A informação é da Coluna do Ancelmo Góes. Segundo o jornalista d’O Globo, “cerca de 80 especialistas em segurança mandaram carta ao novo ministro da Justiça, Wellington César Lima e Silva”, para se posicionar contra a possibilidade do secretário de segurança pública da Bahia, Maurício Barbosa, assumir o comando da Secretaria Nacional de Segurança Pública (SNSP), órgão ligado ao ministério.

Barbosa é acusado de acobertar os policiais militares que mataram quinze jovens negros em Salvador, em 2015. O episódio ficou conhecido como a chacina do Cabula, nome do bairro da capital baiana. A defesa dos acusados alegou que as vítimas se preparavam para assaltar um banco.

Wellington César é ligado ao ministro da Casa Civil, Jaques Wagner. O ex-governador da Bahia tem dado sinais inequívocos da sua influência sobre as decisões do segundo governo Dilma Rousseff.

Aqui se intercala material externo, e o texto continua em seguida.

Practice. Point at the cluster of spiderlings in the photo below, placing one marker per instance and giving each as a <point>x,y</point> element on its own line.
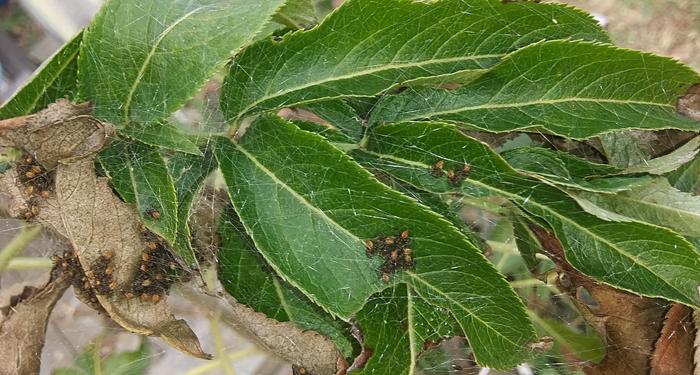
<point>454,177</point>
<point>100,274</point>
<point>37,181</point>
<point>158,270</point>
<point>68,266</point>
<point>395,251</point>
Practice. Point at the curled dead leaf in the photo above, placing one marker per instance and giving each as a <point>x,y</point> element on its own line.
<point>673,352</point>
<point>23,326</point>
<point>85,211</point>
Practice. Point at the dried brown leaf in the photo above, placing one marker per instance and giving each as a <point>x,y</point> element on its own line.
<point>86,212</point>
<point>673,352</point>
<point>23,327</point>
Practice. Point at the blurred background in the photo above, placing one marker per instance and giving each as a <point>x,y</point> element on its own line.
<point>79,341</point>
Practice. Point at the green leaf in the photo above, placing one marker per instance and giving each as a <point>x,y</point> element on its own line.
<point>657,202</point>
<point>395,325</point>
<point>377,44</point>
<point>55,79</point>
<point>327,132</point>
<point>124,363</point>
<point>575,89</point>
<point>527,242</point>
<point>566,170</point>
<point>162,134</point>
<point>297,14</point>
<point>141,59</point>
<point>671,162</point>
<point>341,115</point>
<point>139,174</point>
<point>309,209</point>
<point>188,173</point>
<point>687,178</point>
<point>622,149</point>
<point>637,257</point>
<point>585,346</point>
<point>246,276</point>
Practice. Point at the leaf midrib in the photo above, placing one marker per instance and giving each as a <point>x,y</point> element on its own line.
<point>365,72</point>
<point>543,207</point>
<point>147,61</point>
<point>572,99</point>
<point>312,208</point>
<point>464,308</point>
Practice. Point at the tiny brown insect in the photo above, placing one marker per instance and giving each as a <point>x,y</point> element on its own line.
<point>155,214</point>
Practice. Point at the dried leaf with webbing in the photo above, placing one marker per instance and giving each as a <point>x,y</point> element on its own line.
<point>65,139</point>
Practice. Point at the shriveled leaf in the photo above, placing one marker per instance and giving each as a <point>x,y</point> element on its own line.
<point>671,162</point>
<point>140,60</point>
<point>397,326</point>
<point>245,275</point>
<point>23,325</point>
<point>637,257</point>
<point>310,222</point>
<point>55,79</point>
<point>189,173</point>
<point>140,176</point>
<point>575,89</point>
<point>569,171</point>
<point>673,351</point>
<point>377,44</point>
<point>162,134</point>
<point>657,202</point>
<point>102,230</point>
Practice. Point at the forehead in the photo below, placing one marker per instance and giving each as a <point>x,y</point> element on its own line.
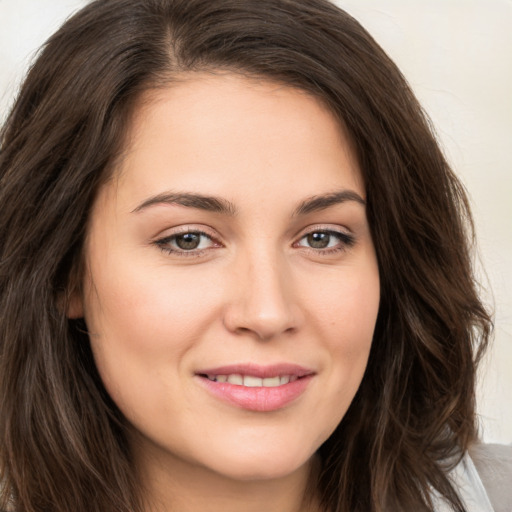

PASTOR ADILSON TIRA MANTENA DO “BOM DIA NA GRAÇA”

Fábio Mantena.
Fábio Mantena.

O radialista Fábio Mantena publicou ontem (2) um desabafo no Facebook sobre sua saída do “Bom dia na graça”, programa que apresentou nos últimos cinco anos na Conquista FM, rádio comunitária de Ilhéus.

O depoimento sugere que a saída teve motivação política. No dia 2 de fevereiro, ao abrir o programa, o apresentador disse que há “pastores que correm mais atrás de voto do que das ovelhas”. Segundo Mantena, o editorial contribuiu para a decisão da emissora dirigida pelo Pastor Adilson.

De acordo com Mantena, o segundo “ponto decisivo” foi sua recusa em atender “de imediato”, enquanto apresentava o programa, o “diretor da rádio”. Na última segunda-feira (29), foi informado que não apresentaria mais o “Bom dia na Graça”.

Fábio faz parte do grupo político da deputada estadual Ângela Souza (PSD), adversária política do prefeito Jabes Ribeiro (PP). JR, por sua vez, mantém boa relação com a diretoria da Conquista FM.